Since then I’ve been more lager lout than Lagerfeld. I’ve fought and tried to resist all hints and bullying from my wife about what colours suit me and what styles are best to disguise a beer belly, so now I have no opinions of my own. Often I’ll buy stuff just to annoy her, the latest being a beenie hat I purchased last weekend which has now, mysteriously, disappeared. I’ve based my fashion sense for so long on being contrary that I now no longer know what’s right or thong.
Perhaps I need a stylist. One of the great things about hosting TV shows is that someone else picks your clothes for you. No stress, no worries. Except, I once had a stylist at Sky TV who, mysteriously, kept misplacing my clothes only for them to reappear the following week. I finally discovered she had been taking them home to her husband each weekend so he could look good on the Hampstead dinner party circuit. The words Dry and Cleaning had never entered her vocabulary and the deposited matter would have made for a particularly difficult final year forensic exam.

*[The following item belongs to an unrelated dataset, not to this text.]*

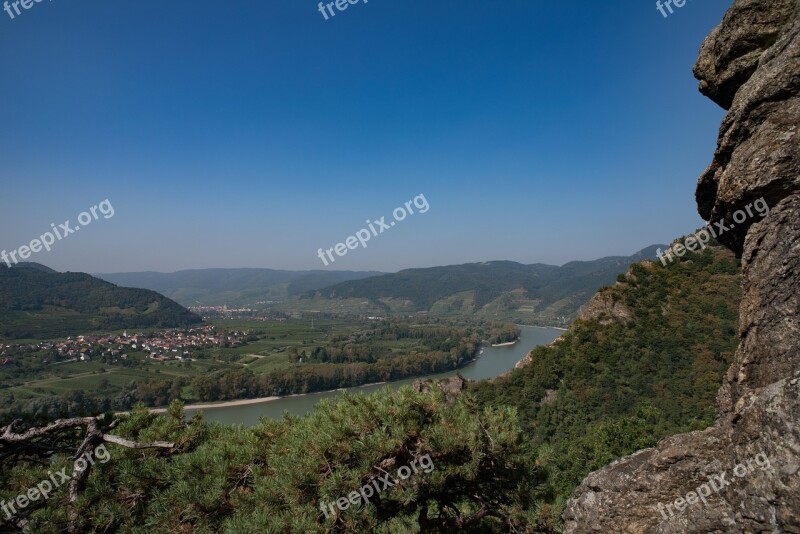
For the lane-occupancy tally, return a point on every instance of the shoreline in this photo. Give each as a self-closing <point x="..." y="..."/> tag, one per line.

Unless you’ve had to do it you can’t possibly understand, but I urge you to try wearing trousers that another bloke has been wearing before you. Even a full Turkish bath with two hairy all in wrestlers lashing the grime out of you as they beat you with wet towels won’t make you feel clean. Excited perhaps, but not clean.
So what am I to do? Listen to my wife and kids or ignore them and do what I did as a single bloke? It’s not as if I’m allowed to reciprocate and offer advice in return. Unless every new outfit my wife buys is greeted by me doing summersaults with whoops of joy and shouting that it’s just perfect, I’m in the dog house. It’s not fair but I guess it’s repeated in every home across the land.
I’ll have to live with it and admit defeat in the fashion stakes. From now on, when it comes to clothing, I’ll have to learn to look up to my wife. After all, Tom Cruise looks up to his wife doesn’t he?